Il discorso critico di Migliorini secondo Roberto Paolo Malaspina
Un tema altrettanto importante per lo sviluppo delle ricerche estetiche di Migliorini è quello del discorso critico: come lo affronta e come si ricollega alla sua riflessione sull’arte contemporanea?
La critica d’arte è forse il principale oggetto d’analisi del volume e, probabilmente, di tutto il percorso filosofico di Migliorini dedicato alle arti. Leggendo il testo per la prima volta, mi è sembrato che l’autore descrivesse una vera e propria coreografia fra arte e critica. Esse si rincorrono, si sfidano, e proprio in questa tensione risiede la potenza dell’arte presa in esame dall’autore. La critica, in difficoltà di fronte a opere come un cubo di Tony Smith, perde gli strumenti che tradizionalmente le sono stati conferiti. Essa non potrà che ricorrere alla tautologia, proprio perché l’oggetto artistico a cui si rivolge sembrerebbe aver raggiunto quel “grado zero della ‘significazione’” per cui il ricorso a elementi discorsivi – come appunto quelli della critica tradizionale – apparrebbero inutili o, quantomeno, poco efficaci. Allo stesso tempo però l’arte minimal e conceptual, tra le principali correnti analizzate da Migliorini, derivano la loro potenza espressiva esattamente da quella stessa tensione, in un chiasma costante con l’apparato linguistico della critica, senza il quale, paradossalmente, la loro carica estetico-artistica verrebbe meno.
Uno degli insegnamenti che può essere tratto dal libro è che il discorso sull’arte richiede un costante rinnovamento, esito che sembra rivelare anche una sorta di simmetria con la stessa condizione che caratterizza le arti: la loro continua mutevolezza. Che cosa ne pensi?
Sono molto d’accordo. La coreografia fra arte e critica sembra proprio descrivere questo tipo di movimento. Quello di ‘arte’ è per eccellenza un concetto mutevole. Essa è storica, come ogni categoria critica o estetica, nel senso che è soggetta ai parametri mutevoli che caratterizzano un determinato perimetro sociale, politico e geografico. “Uno dei compiti principali dell’arte è sempre stato quello di creare esigenze che al momento non è in grado di soddisfare”, recitava il celebre motto di Walter Benjamin. E tra queste esigenze, come ci dimostra il volume, vi è anche quella di interrogare costantemente quei dispositivi apparentemente extra-artistici (le istituzioni, la storia, la critica) che compartecipano alla definizione del concetto di arte stessa.
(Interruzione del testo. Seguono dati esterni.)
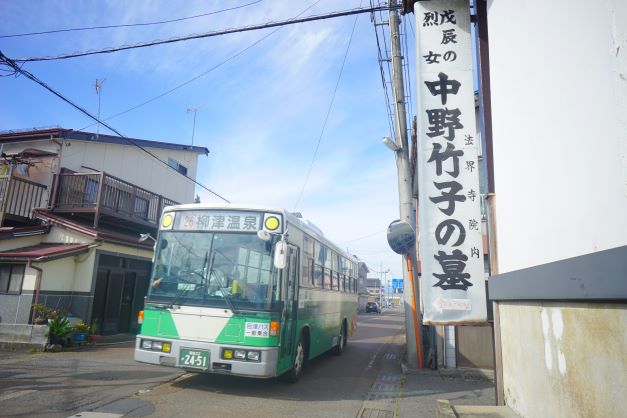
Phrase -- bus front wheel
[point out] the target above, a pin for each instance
(299, 362)
(339, 348)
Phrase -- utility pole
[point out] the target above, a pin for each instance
(98, 86)
(406, 202)
(194, 110)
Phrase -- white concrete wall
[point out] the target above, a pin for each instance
(131, 164)
(449, 347)
(558, 72)
(564, 360)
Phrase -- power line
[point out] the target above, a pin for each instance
(381, 59)
(363, 237)
(232, 57)
(326, 119)
(17, 69)
(205, 35)
(129, 24)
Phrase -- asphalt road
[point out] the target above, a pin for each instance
(107, 380)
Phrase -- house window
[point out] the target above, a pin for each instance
(177, 166)
(11, 278)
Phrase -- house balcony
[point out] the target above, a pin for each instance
(18, 198)
(108, 201)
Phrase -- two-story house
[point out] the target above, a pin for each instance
(72, 207)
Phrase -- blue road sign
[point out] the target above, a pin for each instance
(397, 283)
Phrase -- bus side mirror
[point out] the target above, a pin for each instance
(280, 254)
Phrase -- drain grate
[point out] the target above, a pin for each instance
(376, 413)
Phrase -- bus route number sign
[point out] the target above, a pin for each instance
(196, 359)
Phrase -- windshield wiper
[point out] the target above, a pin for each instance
(225, 295)
(179, 296)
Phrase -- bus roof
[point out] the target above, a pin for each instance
(303, 224)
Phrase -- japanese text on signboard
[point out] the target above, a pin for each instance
(449, 198)
(218, 221)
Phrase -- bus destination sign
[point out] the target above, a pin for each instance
(218, 221)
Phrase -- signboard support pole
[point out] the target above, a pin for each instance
(414, 310)
(406, 202)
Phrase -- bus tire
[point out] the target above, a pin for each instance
(300, 357)
(339, 348)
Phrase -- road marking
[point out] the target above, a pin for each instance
(17, 393)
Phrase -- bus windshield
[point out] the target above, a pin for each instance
(211, 269)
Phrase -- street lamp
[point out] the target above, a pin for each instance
(146, 236)
(390, 144)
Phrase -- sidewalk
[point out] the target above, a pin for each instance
(421, 390)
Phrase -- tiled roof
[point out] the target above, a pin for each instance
(46, 134)
(44, 252)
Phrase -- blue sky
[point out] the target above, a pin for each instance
(260, 114)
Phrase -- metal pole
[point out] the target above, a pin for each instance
(406, 203)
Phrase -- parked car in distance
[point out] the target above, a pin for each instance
(373, 307)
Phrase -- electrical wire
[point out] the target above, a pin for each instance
(363, 237)
(326, 119)
(215, 67)
(19, 70)
(405, 48)
(129, 24)
(381, 59)
(205, 35)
Andando ancora più in profondità, anche la riflessione che Migliorini formula sul valore – pur essendo primario, libero da motivazioni, ha comunque delle ragioni alla sua base – rivela quella tensione nel procedimento valutativo che prima di essere di dominio della dissertazione teorica apparterrebbe già al dibattitto che anima le stesse poetiche degli artisti.
Il testo di Migliorini potrebbe essere letto anche come un saggio sullo sconfinamento. Gli artisti analizzati, e ulteriormente approfonditi nel successivo Conceptual art (1972; 2014), fanno dell’appropriazione dei metodi della filosofia un punto centrale della loro pratica. Nella prefazione ho cercato di rendere questo concetto con una metafora architettonica: Duchamp e i suoi eredi occupano l’edificio estetico, ne rubano le metodologie e, così facendo, ne mettono in discussione la struttura portante. L’arte del decennio degli anni Sessanta produce proprio queste forme di appropriazione che determinano una fluidificazione disciplinare essenziale, come del resto acutamente prevede Migliorini, per gli sviluppi dell’arte futura.
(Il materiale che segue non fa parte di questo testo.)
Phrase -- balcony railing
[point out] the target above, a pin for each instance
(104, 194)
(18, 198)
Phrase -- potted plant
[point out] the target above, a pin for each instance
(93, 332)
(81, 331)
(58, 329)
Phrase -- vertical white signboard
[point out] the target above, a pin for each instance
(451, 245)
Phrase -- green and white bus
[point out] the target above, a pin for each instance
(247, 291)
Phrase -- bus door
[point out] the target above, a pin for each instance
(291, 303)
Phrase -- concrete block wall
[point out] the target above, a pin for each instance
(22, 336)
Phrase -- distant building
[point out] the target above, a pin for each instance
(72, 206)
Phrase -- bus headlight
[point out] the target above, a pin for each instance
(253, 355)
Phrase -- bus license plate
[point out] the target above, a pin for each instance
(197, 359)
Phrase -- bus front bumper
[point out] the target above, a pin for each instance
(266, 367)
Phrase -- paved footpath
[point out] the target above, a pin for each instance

Lo scolabottiglie di Duchamp ha una sua specificità: si basa sulla fruttuosa combinazione di analisi filosofica e riflessione critica sulle arti. A tuo modo di vedere, guardando al futuro, quali possono essere gli esiti che offre la ripresa di questo approccio rispetto alle ricorrenti trasformazioni delle arti?
Lo scolabottiglie di Duchamp è un testo direi storicizzato. Questo però non toglie alcun merito a Migliorini e alla sua estrema attualità. Io credo che una crasi metodologica come quella proposta nel volume sia oggi assai rara. Le motivazioni sono molteplici, dall’evoluzione dell’art world all’influenza della post-modernità sull’ontologia dell’arte e sulle pratiche artistiche. Quello che penso sia però importante oggi, sia nella lettura de Lo scolabottiglie di Duchamp, sia nella ripresa delle sue metodologie, è che entrambe ci permettono di rifocalizzare un problema: chi e come decide cos’è arte? La questione potrebbe apparire polverosa ad alcuni, ma ritengo che testi come questo aiutino la lettrice e il lettore contemporanei ad acquisire degli strumenti essenziali per rispondervi. Una domanda che, anche se apparentemente i giorni dello shock critico per un ready-made sono finiti, continua a dover essere posta. Chi da voce, spazio e tempo a determinate espressioni piuttosto che ad altre, perché e con quale logica? Lungi dal proporre una posizione nostalgica, credo però che tornare alle basi filosofiche del problema possa aiutare a concepire una critica più consapevole e con strumenti inediti per una lettura del presente artistico dall’alto potenziale politico, oltre che teorico.